First, think what "leverage" means in everyday English. You use a lever to change a small force and a big movement into a large force and a small movement.
And it also works in reverse at the other end of the lever. A large force and a small movement creates a big movement (but little force) at the other end.
And that's what financial leverage does. It magnifies the effect of small changes. If a change is good, leverage will change it into very good. But if a change is bad, leverage will change it into very bad.
Here is one example
Suppose you have £1,000 to invest, and you buy £1,000 of shares. After a year they have gone up 10% and you sell. You've made £100, or 10%.
Now suppose at the start of the year your granny had lent you £4,000 at zero interest. You could then have bought £5,000 of shares instead of £1,000. These would have turned into £5,500 after a year. You would be left with £1,500 after repaying your granny. A gain of £500 on your original stake of £1,000, or 50%. That's leverage.
.....and without Granny?
Now, you may be thinking you don't have this sort of granny. But assume, more realistically, that you have to borrow the money at 5%. Work through the sums and you'll find that you would have still made £300, or 30%. That's because you've paid 5% for your money and put it to work (invested it) at 10%.
And if the shares had gone down 10% instead of up?
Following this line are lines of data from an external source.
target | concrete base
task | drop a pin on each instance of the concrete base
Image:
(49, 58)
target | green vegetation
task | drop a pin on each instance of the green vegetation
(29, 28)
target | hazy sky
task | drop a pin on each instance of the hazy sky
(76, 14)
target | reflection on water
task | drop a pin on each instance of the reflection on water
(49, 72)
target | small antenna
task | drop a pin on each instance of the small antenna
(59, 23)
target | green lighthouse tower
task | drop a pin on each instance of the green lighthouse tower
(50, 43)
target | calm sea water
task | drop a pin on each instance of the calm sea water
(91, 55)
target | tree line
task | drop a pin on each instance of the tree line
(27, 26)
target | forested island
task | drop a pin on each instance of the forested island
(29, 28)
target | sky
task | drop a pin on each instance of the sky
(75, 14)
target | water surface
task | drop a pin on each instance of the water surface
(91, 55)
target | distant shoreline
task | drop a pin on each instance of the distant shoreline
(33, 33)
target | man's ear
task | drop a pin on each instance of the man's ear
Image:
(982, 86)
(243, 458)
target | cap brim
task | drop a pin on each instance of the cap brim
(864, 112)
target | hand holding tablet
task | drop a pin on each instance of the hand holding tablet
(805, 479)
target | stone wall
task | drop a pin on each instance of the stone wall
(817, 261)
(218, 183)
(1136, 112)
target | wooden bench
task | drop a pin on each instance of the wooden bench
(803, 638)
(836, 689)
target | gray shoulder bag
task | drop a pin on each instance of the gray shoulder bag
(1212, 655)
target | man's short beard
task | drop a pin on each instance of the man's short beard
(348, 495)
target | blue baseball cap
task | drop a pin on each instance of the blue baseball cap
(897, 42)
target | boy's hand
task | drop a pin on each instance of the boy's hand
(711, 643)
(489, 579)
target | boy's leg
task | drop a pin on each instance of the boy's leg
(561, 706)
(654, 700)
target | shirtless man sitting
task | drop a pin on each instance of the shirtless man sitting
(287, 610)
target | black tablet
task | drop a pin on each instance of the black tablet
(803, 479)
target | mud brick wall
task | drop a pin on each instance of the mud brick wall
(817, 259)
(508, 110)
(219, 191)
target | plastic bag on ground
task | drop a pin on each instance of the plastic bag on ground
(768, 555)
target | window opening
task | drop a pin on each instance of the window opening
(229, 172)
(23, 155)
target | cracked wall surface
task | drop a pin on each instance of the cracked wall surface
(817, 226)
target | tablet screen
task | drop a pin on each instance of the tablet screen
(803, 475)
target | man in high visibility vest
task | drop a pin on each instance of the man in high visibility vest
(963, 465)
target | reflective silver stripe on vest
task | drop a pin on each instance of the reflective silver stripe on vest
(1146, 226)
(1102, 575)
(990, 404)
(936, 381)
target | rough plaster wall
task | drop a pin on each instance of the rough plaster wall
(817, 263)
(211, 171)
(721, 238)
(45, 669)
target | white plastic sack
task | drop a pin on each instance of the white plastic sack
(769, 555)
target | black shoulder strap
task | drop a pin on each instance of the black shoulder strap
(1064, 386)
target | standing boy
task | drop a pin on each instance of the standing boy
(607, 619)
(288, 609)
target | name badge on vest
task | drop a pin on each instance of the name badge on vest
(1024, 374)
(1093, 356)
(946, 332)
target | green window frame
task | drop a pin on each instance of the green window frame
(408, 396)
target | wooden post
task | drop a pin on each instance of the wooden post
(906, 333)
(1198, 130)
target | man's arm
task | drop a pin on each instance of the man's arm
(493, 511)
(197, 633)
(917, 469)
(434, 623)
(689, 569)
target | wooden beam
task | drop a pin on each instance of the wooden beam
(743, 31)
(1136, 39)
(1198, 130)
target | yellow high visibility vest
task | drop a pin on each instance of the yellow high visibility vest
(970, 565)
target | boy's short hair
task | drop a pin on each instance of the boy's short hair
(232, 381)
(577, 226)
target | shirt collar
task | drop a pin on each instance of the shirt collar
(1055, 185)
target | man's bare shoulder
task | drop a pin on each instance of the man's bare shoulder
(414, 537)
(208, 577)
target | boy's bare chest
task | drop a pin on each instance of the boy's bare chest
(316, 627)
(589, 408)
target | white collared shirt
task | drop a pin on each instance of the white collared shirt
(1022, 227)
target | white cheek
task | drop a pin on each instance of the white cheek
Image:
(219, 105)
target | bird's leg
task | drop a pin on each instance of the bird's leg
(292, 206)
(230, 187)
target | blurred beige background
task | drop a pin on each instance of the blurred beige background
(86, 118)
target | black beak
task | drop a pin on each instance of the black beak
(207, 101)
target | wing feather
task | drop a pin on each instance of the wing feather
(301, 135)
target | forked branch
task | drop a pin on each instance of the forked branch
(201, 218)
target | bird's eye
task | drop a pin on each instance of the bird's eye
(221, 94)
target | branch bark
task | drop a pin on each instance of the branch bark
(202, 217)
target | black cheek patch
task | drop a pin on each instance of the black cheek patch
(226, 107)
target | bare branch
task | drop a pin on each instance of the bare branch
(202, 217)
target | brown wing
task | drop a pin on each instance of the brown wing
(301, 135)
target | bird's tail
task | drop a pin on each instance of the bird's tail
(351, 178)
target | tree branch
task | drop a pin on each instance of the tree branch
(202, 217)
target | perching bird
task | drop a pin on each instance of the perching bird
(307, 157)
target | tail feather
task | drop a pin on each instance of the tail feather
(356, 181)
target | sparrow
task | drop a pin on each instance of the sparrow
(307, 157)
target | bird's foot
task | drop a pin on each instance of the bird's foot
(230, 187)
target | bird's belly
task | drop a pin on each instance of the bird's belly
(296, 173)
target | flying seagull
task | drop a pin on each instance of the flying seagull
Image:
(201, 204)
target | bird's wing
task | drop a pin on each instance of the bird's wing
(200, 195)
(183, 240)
Exactly - you've lost £500 in capital and paid £200 interest, total loss of £700 or 70%.
That's the principle. Here are just some of the many ways in which leverage crops up:
Corporate leverage
Take an ordinary manufacturing business, Widgets plc. It's financed entirely by shareholders' money. This is an investment with a certain expected payoff and risk profile and will be valued by its shareholders accordingly.
Now, suppose the company had instead chosen to finance itself 50% from banks and 50% from shareholders. The company is now said to be 'leveraged'. The shareholders, still nominally holding an investment in Widgets plc, will nevertheless have a higher risk investment than the one they had originally.
Operational leverage
The company could sell its factory to a finance company, lease it back again and use the cash for other things. It has introduced a higher level of fixed costs into the business (the lease) in exchange for releasing capital. This will decrease its chances of withstanding a business downturn (because it will move into loss more quickly).
This is called 'operational leverage' (or 'fixed charge cover'). The shareholder still owns a widget manufacturing business, but the risk profile has changed.
Fund leverage
Widgets plc could be in the portfolio of an investment trust. That trust could partly finance itself with borrowed money - the trust would itself be leveraged. Effectively, Widgets plc would then be doubly leveraged.
Options
Or, you could buy an option to buy Widget shares. If Widget was at 200p, you might buy options to buy at 195p for around 5p (the price difference), plus a bit for charges and so on. That way you could buy 20,000 call options of Widget for your £1,000. And if Widget goes up 10%, or 20p, you'd sell at a 25p profit, or £5,000. 500%! Now that's leverage!
Of course if Widget goes down 2.5%, or 5p, to 195p your option becomes worthless. Nobody will pay for an option to do something they can do in the market for nothing. So you've lost all your money. That's leverage also!
See where we have got to here. There's no actual borrowing involved. Just a financial instrument that has magnified the effect of price movements. If you allow your money to be invested without restriction, this is what you may get into.
Personal leverage
You've met this. This is Granny above. It's also almost certainly you, if you have a mortgage or any other debts or even, arguably, if you rent your home.
So hang on to this idea......
Using leverage you can take a nice stodgy investment and turn it into something much hairier. This idea has made some people a lot of money. But not the average investor.